The Commission was informed of the reception process of the Bratislava Statement within the Russian Orthodox Church and within the Evangelical Lutheran Church of Finland.
On Sunday, 1 June, the group assisted at the Divine Liturgy in the Church of the Virgin Mary of Pantanassa in Paphos celebrated by H.E. Metropolitan Isaias of Tamassos and Oreini. Afterwards they visited the St. Solomones catacombs and the historic Church of St. Kyriaki, where the column of the Apostle Paul is preserved. In the afternoon, the group visited the Monasteries of St. Neophytos and of the Virgin Mary of Chrysorroiatissa as well as the medieval castle of Paphos.
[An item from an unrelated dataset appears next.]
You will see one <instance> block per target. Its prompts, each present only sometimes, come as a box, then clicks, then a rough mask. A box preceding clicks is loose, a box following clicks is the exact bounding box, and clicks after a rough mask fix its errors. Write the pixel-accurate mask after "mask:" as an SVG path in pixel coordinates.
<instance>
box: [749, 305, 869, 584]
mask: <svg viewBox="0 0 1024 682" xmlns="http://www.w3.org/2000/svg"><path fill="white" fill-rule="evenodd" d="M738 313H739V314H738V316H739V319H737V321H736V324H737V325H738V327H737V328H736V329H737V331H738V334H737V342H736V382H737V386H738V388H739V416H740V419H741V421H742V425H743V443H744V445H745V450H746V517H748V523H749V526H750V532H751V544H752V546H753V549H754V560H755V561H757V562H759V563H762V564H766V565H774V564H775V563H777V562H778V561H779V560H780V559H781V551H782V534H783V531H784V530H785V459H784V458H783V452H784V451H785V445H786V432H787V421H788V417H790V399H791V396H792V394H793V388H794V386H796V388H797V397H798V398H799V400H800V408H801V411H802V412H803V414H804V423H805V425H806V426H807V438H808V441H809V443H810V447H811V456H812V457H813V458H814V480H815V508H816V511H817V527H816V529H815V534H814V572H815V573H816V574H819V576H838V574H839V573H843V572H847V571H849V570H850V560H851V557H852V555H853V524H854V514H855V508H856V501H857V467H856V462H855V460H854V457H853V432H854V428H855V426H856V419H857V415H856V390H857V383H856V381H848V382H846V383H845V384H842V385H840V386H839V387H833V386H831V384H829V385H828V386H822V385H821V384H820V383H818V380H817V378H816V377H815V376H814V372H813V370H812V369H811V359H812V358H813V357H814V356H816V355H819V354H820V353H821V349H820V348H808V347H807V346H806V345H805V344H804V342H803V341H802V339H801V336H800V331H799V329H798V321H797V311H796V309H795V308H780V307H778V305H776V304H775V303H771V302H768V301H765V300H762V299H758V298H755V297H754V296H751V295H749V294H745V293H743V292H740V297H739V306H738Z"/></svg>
On Wednesday, 4 June, the Holy Eucharist in the Lutheran tradition was celebrated at St. George’s Chapel, and on Thursday, 5 June, an Orthodox Liturgy on the Feast of the Ascension of Christ was celebrated. On Thursday 5 June, the members received the visit of His Beatitude Chrysostomos II, Archbishop of Cyprus, who addressed the commission and stressed the significance of continuing this important dialogue in truth and love. The Commission also went to Nicosia to visit the Archbishopric of Cyprus and the Bishopric of Tamassos and Oreini. At a dinner in the Bishopric they met with leaders from local Maronite, Armenian, Latin Catholic, Anglican and Lutheran churches, who assured them of their prayerful support for the dialogue. With deep regret the commission learned about the continuing suffering caused by the division of the island since the 1974 occupation and about the “green line” that makes Nicosia the only remaining divided capital in Europe. The commission urges the respective parties to work towards an equitable political solution that will end this costly and painful period of division and promises its prayers for such a resolution. On Friday 6 June commission members were delighted to visit the world famous and historically significant Royal Monastery of Kykkos.
Participants much appreciated the generous hospitality extended by the Orthodox Church of Cyprus and were grateful for the warm welcome extended by all.
The next Preparatory Meeting of the Commission is scheduled to take place in 2009, hosted by the LWF. Another Preparatory Meeting is planned for 2010, and the 15th Joint Commission meeting is scheduled for 2011.